This has been the general consensus (based on intuition) until recently. It
turns out that it's not as big problem as tought. Almost all local minima have
very similar error values. The bigger issue is combinatorially large number of
saddle points where gradient becomes zero with very few downward curving
directions. Saddle-free Newton method is one way around that.

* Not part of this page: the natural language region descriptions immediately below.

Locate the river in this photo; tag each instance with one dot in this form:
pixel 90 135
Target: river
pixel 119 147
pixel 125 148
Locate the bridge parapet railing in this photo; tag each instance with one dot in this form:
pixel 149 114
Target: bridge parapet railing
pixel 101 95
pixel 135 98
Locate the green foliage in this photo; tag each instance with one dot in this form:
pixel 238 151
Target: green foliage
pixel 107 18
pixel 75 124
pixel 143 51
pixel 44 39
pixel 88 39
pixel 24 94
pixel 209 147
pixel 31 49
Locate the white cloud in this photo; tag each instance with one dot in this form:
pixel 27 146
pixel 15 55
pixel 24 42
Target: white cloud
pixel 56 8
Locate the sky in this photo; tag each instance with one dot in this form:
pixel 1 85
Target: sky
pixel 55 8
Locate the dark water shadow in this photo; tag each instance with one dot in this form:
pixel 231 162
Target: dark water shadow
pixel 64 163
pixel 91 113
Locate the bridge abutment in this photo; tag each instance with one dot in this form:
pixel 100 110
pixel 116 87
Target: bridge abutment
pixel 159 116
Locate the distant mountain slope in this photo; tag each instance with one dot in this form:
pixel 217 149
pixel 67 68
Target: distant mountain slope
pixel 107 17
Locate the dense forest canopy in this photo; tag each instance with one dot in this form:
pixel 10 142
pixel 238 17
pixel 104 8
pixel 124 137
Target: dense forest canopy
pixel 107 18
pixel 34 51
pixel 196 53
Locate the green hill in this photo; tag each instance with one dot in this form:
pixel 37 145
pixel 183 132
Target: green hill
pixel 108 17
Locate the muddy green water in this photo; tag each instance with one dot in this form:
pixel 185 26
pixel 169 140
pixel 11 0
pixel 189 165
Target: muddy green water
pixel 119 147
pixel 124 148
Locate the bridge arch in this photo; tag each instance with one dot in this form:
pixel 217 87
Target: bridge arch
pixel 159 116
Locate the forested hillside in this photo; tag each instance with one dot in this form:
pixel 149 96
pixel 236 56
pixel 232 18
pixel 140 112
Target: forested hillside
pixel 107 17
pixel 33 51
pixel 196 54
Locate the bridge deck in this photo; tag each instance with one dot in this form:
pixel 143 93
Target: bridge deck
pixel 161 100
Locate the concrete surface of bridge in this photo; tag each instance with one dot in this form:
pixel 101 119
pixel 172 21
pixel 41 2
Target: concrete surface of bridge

Open Problem: The landscape of the loss surfaces of multilayer networks,
Choromanska, LeCun, Arous
[http://jmlr.org/proceedings/papers/v40/Choromanska15.pdf](http://jmlr.org/proceedings/papers/v40/Choromanska15.pdf)

------
ot
colah, your posts combine a deep level of understanding and an exceptional
clarity. These are both rare, especially in the cargo-cult-driven world of
neural networks and deep learning.

I hope you keep writing as much as you can. Thanks!

------
d136o
Thanks colah, that was a very readable walk-through. I've been making my way
through Bishop's PRML ch 5 to get as much of a handle as possible on NNs, but
your intro here to LSTM's makes me want to jump ahead and skip to the new
stuff :)

------
p1esk
Michael, this post nicely completes your book about neural networks. I was a
little surprised you didn't write it yourself.

------
ambicapter
Anybody know what he uses for his diagrams?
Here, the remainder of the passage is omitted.